Olhe, eu podia mesmo contar-lhe a minha vida
inteira, em que há outras coisas interessantes, mas para isso era preciso
tempo, ânimo e papel, e eu só tenho papel; o ânimo é frouxo, e o tempo
assemelha-se à lamparina de madrugada. Não tarda o sol do outro dia, um sol dos
diabos, impenetrável como a vida. Adeus, meu caro senhor, leia isto e queira-me
bem; perdoe-me o que lhe parecer mau, e não maltrate muito a arruda, se lhe não
cheira a rosas. Pediu-me um documento humano, ei-lo aqui. Não me peça também o império
do Grão-Mogol, nem a fotografia dos Macabeus; peça, porém, os meus sapatos de
defunto e não os dou a ninguém mais.
Já sabe que foi em 1860. No ano anterior, ali
pelo mês de agosto, tendo eu quarenta e dois anos, fiz-me teólogo — quero
dizer, copiava os estudos de teologia de um padre de Niterói, antigo
companheiro de colégio, que assim me dava, delicadamente, casa, cama e mesa.
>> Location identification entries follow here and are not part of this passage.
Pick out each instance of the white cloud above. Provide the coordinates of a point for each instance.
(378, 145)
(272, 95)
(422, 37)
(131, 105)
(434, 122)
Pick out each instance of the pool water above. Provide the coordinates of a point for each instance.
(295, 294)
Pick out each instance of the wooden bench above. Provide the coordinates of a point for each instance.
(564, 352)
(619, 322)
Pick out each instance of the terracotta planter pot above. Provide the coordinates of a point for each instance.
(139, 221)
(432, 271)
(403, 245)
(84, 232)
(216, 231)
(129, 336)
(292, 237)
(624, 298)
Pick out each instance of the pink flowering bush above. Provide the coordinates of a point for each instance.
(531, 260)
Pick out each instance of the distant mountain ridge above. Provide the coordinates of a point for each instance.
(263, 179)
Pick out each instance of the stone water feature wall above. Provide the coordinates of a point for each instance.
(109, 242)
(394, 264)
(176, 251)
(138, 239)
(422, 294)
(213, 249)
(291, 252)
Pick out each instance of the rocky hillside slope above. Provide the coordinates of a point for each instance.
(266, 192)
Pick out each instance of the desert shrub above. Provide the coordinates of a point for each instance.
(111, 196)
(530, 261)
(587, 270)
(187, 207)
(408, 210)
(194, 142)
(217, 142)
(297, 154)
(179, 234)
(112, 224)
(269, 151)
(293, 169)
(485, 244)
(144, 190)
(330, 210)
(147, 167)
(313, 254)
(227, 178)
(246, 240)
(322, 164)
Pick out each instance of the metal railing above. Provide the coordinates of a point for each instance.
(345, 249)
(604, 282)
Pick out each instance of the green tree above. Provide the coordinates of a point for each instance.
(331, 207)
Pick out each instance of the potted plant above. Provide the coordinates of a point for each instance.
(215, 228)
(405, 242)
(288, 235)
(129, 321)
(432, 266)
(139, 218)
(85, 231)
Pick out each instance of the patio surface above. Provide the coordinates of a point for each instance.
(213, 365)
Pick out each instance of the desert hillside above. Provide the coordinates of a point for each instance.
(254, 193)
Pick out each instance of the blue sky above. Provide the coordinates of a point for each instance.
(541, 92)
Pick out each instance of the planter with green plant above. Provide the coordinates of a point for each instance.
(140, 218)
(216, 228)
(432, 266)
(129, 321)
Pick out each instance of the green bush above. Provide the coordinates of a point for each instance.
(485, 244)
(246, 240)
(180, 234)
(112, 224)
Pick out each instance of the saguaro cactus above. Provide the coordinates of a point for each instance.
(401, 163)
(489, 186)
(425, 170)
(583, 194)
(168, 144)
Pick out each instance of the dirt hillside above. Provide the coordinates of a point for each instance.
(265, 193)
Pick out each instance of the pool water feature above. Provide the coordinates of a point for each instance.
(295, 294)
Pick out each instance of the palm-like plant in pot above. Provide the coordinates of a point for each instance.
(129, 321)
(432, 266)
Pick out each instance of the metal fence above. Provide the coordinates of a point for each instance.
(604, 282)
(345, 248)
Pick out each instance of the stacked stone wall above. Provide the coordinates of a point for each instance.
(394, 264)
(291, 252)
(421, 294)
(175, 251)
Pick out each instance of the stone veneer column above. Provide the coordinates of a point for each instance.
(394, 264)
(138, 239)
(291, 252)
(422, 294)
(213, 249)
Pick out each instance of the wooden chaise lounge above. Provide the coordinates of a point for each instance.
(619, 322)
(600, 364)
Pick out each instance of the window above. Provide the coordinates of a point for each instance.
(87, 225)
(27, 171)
Naquele mês de agosto de 1859, recebeu ele uma carta de um vigário de certa
vila do interior, perguntando se conhecia pessoa entendida, discreta e
paciente, que quisesse ir servir de enfermeiro ao coronel Felisberto, mediante
um bom ordenado. O padre falou-me, aceitei com ambas as mãos, estava já
enfarado de copiar citações latinas e fórmulas eclesiásticas. Vim à Corte
despedir-me de um irmão, e segui para a vila.
Chegando à vila, tive más notícias do
coronel. Era homem insuportável, estúrdio, exigente, ninguém o aturava, nem os
próprios amigos. Gastava mais enfermeiros que remédios. A dois deles quebrou a
cara. Respondi que não tinha medo de gente sã, menos ainda de doentes; e depois
de entender-me com o vigário, que me confirmou as notícias recebidas, e me
recomendou mansidão e caridade, segui para a residência do coronel.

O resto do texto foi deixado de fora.